We get the right language based on how we do things. We're not mixing in the language of other companies by relying on an LLM to go out an just pull from the web.
The same can work for you in your own marketing upskilling.
Collect and Load Your Sources
Now here's the make or break part of the equation: the quality of the sources YOU provide.
The good news is that you can grab YouTube links. You can add articles from the web. You can add your own notes in text format.
Just start a new notebook, and add it all in.
NotebookLM allows for a variety of types of sources. I find this super useful for capturing knowledge from YouTube videos.
Extract the Knowledge in a Number of Formats
When NotebookLM first came out, it provided audio overviews of everything you'd uploaded. It was a nice idea, but I didn't really find it all that appealing. I'm too impatient sometimes to site through a podcast or a video.
Now, you have options.
Want an infographic based on all your sources? NotebookLM will create one. How about a mind map or a report?
I've actually been gravitating towards slide decks for a distilled yet still somewhat detailed overview.
When I have questions or want to dig deeper, I can go back to the original source, or I can query the database further.
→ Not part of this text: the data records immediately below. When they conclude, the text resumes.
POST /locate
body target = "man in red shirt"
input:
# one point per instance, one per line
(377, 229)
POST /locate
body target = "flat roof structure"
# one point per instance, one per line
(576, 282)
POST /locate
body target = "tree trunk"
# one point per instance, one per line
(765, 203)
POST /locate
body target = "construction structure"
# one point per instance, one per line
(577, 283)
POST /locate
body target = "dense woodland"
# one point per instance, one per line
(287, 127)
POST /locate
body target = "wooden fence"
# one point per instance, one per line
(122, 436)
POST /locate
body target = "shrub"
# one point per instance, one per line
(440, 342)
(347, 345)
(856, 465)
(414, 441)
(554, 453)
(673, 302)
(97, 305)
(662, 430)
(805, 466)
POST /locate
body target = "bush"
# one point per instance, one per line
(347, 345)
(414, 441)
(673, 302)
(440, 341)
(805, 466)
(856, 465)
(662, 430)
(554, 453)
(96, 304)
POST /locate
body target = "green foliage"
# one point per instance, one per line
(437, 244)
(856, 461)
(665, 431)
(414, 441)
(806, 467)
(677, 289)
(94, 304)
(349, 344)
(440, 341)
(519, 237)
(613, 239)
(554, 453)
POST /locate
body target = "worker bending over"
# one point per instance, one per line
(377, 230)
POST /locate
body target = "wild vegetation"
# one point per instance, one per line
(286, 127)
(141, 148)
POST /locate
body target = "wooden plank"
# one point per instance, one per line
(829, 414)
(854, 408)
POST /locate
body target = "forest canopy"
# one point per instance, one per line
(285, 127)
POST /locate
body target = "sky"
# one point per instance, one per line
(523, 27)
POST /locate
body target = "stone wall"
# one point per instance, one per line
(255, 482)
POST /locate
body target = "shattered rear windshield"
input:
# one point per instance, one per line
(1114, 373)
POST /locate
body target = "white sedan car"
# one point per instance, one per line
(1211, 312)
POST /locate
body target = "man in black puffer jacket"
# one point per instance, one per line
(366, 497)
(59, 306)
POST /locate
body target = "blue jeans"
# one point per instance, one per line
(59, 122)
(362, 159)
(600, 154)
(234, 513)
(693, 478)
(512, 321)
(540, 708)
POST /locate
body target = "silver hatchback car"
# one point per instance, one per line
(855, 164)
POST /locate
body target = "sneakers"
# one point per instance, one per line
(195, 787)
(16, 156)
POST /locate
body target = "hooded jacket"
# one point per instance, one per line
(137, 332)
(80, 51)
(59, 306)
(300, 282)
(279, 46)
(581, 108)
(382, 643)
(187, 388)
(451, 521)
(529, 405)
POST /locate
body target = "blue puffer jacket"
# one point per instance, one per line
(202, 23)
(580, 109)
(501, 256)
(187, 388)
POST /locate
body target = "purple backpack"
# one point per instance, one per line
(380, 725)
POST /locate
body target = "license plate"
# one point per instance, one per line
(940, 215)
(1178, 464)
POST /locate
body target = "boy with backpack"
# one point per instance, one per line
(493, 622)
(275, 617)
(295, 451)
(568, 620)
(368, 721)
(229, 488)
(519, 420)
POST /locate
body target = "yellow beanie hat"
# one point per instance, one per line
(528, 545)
A custom slide deck based on the sources I uploaded
The slide designs are solid and would likely be useful enough for internal training purposes for a marketing team.
Now Is the Time for Rapid, Reliable Learning
Around the dinner table, we're frequently beginning to talk about whether or not we believed the news item that broke that day. Someone posts it on a social media site, and a family member has to confirm its legitimacy on a handful of news sites before believing it to be true.
The same type of vigilance is required for what we read from in our LLM of choice. You can't accept the recommendation or quick answer at face value. We have to dig in and make sure that what we're reading matches up with a data source somewhere.
A system like NotebookLM will help us verify our own sources at the point of upload so that we can focus on the main point of this exercise: learning how to continually sharpen our skills.